Jesus also links this commandment to this rather complex saying about the son of Man (i.e. Jesus himself) being glorified, and God being glorified in him. Now that word glorified, and glory more generally, is not really one that we see used in modern English outside of a church context. It’s around in lots of church language, plenty of times in the Bible and in hymns and prayers, but hardly ever outside of the church. The word in Greek, doxa, also means thought or appearance, but came to be used as a Greek version of a Hebrew word kavod, which refers to the presence of God but also to a sense of honour or respect. So perhaps we might say that God has been given honour by Jesus’ actions, that by the way Jesus behaves and lives, God’s presence has been felt and greater honour has been given to God. Some of this will come in the manner of Jesus’ death, but the sense of glorification must been seen first of all through the life of Jesus, and through the way he has been interacting with others in the self-giving love we have already seen.

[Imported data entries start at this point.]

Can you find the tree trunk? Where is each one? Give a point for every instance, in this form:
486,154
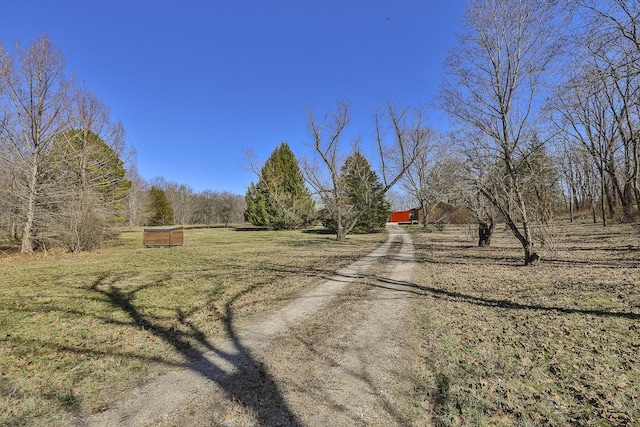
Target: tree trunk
485,230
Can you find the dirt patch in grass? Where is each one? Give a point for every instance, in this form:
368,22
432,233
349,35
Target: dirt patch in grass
555,344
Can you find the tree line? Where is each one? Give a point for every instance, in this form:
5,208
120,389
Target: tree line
543,103
67,176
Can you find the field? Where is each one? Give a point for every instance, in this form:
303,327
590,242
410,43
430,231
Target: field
75,329
555,344
495,343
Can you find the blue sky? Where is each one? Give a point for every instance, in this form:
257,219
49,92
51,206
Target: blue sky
197,83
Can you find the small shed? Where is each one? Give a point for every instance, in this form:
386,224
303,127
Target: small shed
163,236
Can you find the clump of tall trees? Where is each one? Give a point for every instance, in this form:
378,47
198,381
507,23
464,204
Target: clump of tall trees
280,199
63,178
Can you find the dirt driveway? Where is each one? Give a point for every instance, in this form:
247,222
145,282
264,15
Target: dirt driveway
330,357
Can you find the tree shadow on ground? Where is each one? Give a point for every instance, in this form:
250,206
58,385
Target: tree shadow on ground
248,383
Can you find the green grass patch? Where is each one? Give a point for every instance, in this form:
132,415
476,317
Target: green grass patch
555,344
77,329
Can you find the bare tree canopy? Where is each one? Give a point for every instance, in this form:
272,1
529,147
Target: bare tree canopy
37,91
324,173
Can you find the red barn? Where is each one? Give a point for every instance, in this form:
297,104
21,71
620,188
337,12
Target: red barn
405,217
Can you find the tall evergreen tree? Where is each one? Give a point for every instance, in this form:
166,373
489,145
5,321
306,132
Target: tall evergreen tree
367,209
280,199
161,209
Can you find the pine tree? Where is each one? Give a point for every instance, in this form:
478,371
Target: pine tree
367,210
280,200
161,209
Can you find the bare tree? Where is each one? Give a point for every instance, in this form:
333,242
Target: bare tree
494,82
324,174
182,198
137,197
417,180
37,91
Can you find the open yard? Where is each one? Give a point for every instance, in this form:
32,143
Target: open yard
555,344
489,341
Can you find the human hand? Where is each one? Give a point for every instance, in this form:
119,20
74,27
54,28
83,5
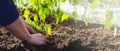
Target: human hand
30,28
37,39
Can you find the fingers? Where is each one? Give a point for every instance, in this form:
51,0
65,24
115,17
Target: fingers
30,28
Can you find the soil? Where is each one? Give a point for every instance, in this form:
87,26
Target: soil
67,36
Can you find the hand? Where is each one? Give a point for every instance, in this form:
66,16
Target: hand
30,28
37,39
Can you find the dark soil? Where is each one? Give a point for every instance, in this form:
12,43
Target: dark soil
67,36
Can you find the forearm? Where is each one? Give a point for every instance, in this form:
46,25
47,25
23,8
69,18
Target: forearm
19,30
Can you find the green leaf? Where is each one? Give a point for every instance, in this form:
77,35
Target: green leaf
26,13
85,20
90,1
62,0
95,4
48,29
64,17
35,19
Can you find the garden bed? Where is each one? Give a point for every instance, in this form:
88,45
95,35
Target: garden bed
67,36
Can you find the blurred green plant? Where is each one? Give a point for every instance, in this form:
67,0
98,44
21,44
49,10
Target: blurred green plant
41,9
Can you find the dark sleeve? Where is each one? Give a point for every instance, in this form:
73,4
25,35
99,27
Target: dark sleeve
8,12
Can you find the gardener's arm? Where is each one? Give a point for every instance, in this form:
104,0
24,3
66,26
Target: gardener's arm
9,18
19,29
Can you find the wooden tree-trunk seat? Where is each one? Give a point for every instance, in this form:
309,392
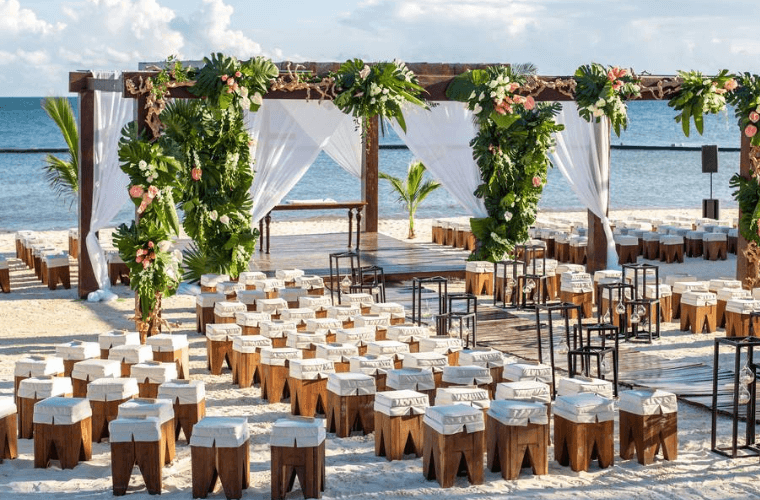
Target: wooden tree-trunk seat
137,442
453,444
30,391
350,404
188,399
62,429
517,435
648,423
398,423
583,431
105,396
219,448
297,450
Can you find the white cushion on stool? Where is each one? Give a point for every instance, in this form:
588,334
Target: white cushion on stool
276,356
577,385
61,411
584,408
413,379
648,402
91,369
38,366
131,354
220,432
467,375
430,360
154,372
519,413
524,390
471,396
351,384
370,364
401,403
311,369
453,419
294,432
407,333
166,342
523,371
115,337
44,387
112,389
141,430
77,350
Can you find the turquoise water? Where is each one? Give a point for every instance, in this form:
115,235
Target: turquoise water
639,178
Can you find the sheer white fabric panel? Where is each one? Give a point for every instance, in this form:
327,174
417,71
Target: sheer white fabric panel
109,191
440,138
583,156
288,136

This self-giving love from Jesus, in both his life and his death, fit alongside a Jewish idea of commandment always being linked to covenant relationships. The Ten Commandments were given at Sinai after a covenant was reached between Moses and God. And these covenants required a guarantee, often to do with sacrifice and blood – and the twin forms of self-giving love from Jesus form precisely this kind of guarantee. So we see love and sacrifice linked in the backdrop and support for this new commandment.

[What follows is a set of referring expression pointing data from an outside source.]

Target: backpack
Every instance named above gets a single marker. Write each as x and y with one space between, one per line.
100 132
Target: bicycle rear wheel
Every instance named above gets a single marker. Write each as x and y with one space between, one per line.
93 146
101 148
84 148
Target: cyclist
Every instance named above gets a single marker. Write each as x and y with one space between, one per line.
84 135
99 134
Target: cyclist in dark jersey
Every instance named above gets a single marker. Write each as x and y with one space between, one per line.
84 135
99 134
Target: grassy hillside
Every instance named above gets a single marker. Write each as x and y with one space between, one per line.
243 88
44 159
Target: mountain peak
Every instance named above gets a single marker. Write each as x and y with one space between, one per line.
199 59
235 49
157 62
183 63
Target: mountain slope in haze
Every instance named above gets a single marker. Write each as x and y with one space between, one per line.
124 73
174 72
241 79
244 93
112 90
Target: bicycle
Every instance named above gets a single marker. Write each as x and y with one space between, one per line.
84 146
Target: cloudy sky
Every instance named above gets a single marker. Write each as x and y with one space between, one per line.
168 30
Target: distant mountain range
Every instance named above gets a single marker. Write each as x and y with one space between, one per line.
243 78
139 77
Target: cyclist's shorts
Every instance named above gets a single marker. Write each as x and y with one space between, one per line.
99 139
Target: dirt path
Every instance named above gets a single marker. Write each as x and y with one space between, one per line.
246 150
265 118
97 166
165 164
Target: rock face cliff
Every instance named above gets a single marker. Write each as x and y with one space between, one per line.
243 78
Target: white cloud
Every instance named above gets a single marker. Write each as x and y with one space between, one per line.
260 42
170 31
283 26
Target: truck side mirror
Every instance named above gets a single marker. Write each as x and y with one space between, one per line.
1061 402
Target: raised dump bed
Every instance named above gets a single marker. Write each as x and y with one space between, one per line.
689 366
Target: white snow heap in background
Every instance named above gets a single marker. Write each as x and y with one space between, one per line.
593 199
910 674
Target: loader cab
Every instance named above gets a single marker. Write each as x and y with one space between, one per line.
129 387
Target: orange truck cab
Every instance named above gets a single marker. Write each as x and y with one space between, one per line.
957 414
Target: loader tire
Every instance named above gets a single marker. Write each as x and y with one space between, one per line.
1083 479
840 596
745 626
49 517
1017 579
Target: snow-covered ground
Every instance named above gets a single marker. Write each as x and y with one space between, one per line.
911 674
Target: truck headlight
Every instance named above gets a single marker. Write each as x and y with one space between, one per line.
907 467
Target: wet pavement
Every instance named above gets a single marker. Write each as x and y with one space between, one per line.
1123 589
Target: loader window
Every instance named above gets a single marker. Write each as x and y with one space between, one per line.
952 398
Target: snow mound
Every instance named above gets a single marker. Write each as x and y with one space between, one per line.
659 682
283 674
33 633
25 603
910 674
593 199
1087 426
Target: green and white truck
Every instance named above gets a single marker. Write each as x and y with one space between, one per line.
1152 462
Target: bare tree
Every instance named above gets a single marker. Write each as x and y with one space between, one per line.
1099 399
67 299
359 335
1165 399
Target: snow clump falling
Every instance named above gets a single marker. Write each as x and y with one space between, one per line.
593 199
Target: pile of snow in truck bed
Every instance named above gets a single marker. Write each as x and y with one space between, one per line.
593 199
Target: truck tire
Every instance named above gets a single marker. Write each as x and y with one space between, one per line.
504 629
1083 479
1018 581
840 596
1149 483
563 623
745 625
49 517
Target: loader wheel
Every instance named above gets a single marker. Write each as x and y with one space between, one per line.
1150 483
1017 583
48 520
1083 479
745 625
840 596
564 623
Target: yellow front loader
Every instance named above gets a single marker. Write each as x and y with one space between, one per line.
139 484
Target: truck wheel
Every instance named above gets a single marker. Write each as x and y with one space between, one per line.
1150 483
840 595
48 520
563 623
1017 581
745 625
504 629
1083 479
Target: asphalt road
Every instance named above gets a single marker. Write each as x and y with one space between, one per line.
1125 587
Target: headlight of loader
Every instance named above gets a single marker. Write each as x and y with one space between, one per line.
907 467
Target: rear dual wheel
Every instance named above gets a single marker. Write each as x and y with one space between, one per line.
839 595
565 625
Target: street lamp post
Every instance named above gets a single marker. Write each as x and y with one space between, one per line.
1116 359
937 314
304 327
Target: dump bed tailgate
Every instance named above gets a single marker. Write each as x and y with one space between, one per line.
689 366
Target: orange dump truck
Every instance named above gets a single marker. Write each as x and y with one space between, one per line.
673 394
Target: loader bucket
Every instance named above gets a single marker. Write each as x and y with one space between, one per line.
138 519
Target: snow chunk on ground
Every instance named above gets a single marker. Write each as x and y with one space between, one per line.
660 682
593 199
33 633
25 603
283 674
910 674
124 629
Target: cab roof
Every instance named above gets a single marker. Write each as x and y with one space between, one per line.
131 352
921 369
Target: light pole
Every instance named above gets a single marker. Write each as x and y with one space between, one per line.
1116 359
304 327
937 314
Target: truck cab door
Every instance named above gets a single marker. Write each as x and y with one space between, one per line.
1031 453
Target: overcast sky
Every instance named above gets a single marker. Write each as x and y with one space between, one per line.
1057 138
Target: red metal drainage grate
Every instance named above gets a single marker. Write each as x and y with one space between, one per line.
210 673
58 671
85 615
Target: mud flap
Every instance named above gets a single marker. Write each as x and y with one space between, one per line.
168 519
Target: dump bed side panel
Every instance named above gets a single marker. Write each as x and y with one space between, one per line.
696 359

Now that’s a whole lot of theology. It’s quite dense stuff. But if we want to be part of bringing about a new heaven and a new earth, we have to start by loving one another, in the self-giving way that Jesus demonstrated, the kind of love I described earlier in the lives of Jean Valjean and Rachel Held Evans. And I believe strongly that this kind of love is intended as the precursor of the new Jerusalem, the new heaven and the new earth. There’s no way that it can be confined to love between Christians, or within a particular church or denomination. It must stretch to love for the whole world. Yet love within churches and within the Christian family is surely the start. Jesus says that the world will see that we’re his disciples through our love for each other.

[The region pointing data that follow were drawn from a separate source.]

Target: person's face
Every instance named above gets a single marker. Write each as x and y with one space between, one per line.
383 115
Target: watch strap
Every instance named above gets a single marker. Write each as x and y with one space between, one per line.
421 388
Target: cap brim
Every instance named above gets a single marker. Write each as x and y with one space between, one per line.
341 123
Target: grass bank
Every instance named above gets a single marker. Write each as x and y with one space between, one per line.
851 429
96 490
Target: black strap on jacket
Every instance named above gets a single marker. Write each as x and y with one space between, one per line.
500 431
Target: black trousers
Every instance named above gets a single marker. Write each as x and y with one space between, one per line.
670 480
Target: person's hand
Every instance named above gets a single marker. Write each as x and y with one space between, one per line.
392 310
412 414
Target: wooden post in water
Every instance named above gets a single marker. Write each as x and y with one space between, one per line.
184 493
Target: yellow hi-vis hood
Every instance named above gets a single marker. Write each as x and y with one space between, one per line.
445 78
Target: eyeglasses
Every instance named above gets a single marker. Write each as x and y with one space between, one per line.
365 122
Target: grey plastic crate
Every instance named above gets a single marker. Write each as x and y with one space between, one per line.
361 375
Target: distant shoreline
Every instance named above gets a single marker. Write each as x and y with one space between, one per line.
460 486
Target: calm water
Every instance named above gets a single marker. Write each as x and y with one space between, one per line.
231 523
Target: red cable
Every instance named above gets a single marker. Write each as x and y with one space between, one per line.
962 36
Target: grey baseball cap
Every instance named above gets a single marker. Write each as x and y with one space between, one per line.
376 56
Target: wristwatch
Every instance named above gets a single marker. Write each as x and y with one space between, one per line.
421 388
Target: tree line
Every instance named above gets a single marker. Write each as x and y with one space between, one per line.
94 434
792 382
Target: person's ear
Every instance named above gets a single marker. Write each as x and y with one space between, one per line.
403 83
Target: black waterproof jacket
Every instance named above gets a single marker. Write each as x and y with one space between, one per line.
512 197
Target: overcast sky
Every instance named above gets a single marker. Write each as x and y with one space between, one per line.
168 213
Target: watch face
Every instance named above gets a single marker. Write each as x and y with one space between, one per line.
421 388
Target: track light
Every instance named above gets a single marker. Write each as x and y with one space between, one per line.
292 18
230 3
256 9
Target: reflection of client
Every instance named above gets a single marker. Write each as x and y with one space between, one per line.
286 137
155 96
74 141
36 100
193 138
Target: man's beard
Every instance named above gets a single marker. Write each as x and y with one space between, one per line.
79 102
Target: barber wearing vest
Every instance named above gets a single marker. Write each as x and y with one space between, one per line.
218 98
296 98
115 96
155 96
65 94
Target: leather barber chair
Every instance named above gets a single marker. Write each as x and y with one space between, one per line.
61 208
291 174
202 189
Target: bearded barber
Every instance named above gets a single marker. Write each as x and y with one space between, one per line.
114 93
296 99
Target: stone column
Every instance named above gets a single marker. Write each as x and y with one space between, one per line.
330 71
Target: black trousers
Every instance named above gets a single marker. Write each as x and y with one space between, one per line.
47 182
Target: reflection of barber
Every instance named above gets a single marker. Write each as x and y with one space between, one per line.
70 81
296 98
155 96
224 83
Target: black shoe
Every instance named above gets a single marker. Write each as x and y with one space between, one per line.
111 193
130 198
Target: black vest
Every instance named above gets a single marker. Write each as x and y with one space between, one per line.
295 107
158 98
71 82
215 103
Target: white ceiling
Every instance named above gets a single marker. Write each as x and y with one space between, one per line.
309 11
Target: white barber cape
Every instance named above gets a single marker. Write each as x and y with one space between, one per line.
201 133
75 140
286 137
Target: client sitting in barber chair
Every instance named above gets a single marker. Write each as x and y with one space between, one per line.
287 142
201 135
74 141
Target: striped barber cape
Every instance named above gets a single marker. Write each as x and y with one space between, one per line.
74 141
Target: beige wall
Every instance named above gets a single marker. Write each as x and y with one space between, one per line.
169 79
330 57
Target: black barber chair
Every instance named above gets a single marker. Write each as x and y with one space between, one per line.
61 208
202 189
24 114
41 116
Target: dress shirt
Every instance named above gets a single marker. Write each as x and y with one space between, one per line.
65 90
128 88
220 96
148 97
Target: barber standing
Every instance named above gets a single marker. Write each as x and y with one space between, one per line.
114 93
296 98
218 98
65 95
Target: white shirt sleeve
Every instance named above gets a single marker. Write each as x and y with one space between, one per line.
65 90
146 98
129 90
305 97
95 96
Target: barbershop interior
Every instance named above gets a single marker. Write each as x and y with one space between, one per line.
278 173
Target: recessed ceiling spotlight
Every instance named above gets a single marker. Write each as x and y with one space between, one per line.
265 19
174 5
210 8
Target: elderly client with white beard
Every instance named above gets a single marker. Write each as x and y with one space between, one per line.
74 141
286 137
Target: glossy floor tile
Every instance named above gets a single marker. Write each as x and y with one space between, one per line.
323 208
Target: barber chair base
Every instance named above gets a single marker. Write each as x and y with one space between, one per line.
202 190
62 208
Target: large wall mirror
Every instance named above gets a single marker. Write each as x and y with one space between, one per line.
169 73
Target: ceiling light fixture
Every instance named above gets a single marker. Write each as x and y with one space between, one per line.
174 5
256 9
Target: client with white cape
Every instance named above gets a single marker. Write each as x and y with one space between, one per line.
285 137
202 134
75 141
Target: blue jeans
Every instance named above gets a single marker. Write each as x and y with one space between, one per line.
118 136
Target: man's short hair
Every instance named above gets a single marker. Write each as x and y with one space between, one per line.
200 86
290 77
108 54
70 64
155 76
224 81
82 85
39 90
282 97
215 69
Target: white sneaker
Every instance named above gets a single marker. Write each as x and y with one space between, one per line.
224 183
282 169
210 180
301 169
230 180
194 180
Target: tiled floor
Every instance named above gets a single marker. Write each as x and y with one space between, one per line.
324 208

It’s therefore not just a tragedy but a direct disobedience of the one we call Lord and Messiah that the church has proved really really awful at loving each other over the centuries of Christianity. Heresy trials, schisms, excommunication of Christian by Christian, the inquisition, the crusades. The list goes on and on, century after century. It goes on today, to our shame. There are those who profess to follow Christ who refuse to call another their brother or sister because that person is gay, or because they believe something different about the nature of God, or because they have different politics. It’s a disgrace. If Jesus should have taught us anything, it’s to love those around us. The theologian Tom Wright puts it like this:
As we read verse 35 we are bound to cringe with shame at the way in which professing Christians have treated each other down the years. We have turned the gospel into a weapon of our own various cultures. We have hit each other over the head with it, burnt each other at the stake with it. We have defined the ‘one another’ so tightly that it means only ‘love the people who reinforce your own sense of who you are’.” (John for Everyone Part 2, p.56)But let’s return to the positive. Jesus presents us with a mighty challenge, to love one another according to his self-giving example. But he promises such a rich outcome from this love, that who would not want to follow it? Jesus calls us to love as he has loved, and this new commandment will lead us to the model of the new heaven and the new earth, and love will come over all the earth, and God will come to make his home among mortals, and death and mourning will be no more. Amen.